Formate abseits der klassischen Display-Werbung sollen für mehr Einnahmen sorgen. Ob diese nun als „Advertorial“ oder als „Native Advertising“ deklariert werden – das Muster dahinter ist stets dasselbe: Die Werbung erhält eine ähnliche Form, wie die redaktionellen Inhalte auf der Website. Neue Medienunternehmen wie Buzzfeed sind mit diesem Modell offenbar recht erfolgreich.

Westlotto bucht solche Werbeformen offensichtlich gerne. Erst vor Kurzem berichtete Journalist Stefan Niggemeier in seinem Blog von einem Werbetext, den die Lottogesellschaft bei Spiegel Online platziert hatte, der lediglich als „Serviceangebot“ und nicht als „Anzeige“ deklariert worden war. Spiegel Online bezeichnete die Werbe-Kolumne später als „Fehler“, änderte die Kennzeichnung und verlinkt den Text nun nicht mehr aus dem redaktionellen Angebot heraus.
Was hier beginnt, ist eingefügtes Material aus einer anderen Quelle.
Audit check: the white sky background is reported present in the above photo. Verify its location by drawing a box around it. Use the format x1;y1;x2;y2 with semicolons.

Die Verlage müssen jedoch nicht nur auf die Kennzeichnung der Advertorials auf der eigenen Seite achten, sondern auch darauf, dass sie diese nicht bei Google News listen lassen. „Nichts als Nachrichten – und das meinen wir ernst! Google News ist kein Marketingdienst“, heißt es in den Richtlinien von Google News. Die Website-Betreiber sollten unterschiedliche Inhaltstypen auf der Website trennen und via robots.txt die Listung von Werbetexten in Google News verhindern. „Wenn wir Nachrichteninhalte gemischt mit anderen Inhalten auf Ihrer Seite vorfinden, kann es sein, dass wir die gesamte Seite von Google News ausschließen.“ Im vergangenen Jahr mahnte Google die Nachrichtenportalbetreiber zunächst mit einem Blog-Post und dann mit einem Video von Matt Cutts, sich an die Vorgaben zu halten. Offenbar verhallten die Warnungen bei einigen deutschen Verlagen bisher noch ungehört. Das könnte sich rächen.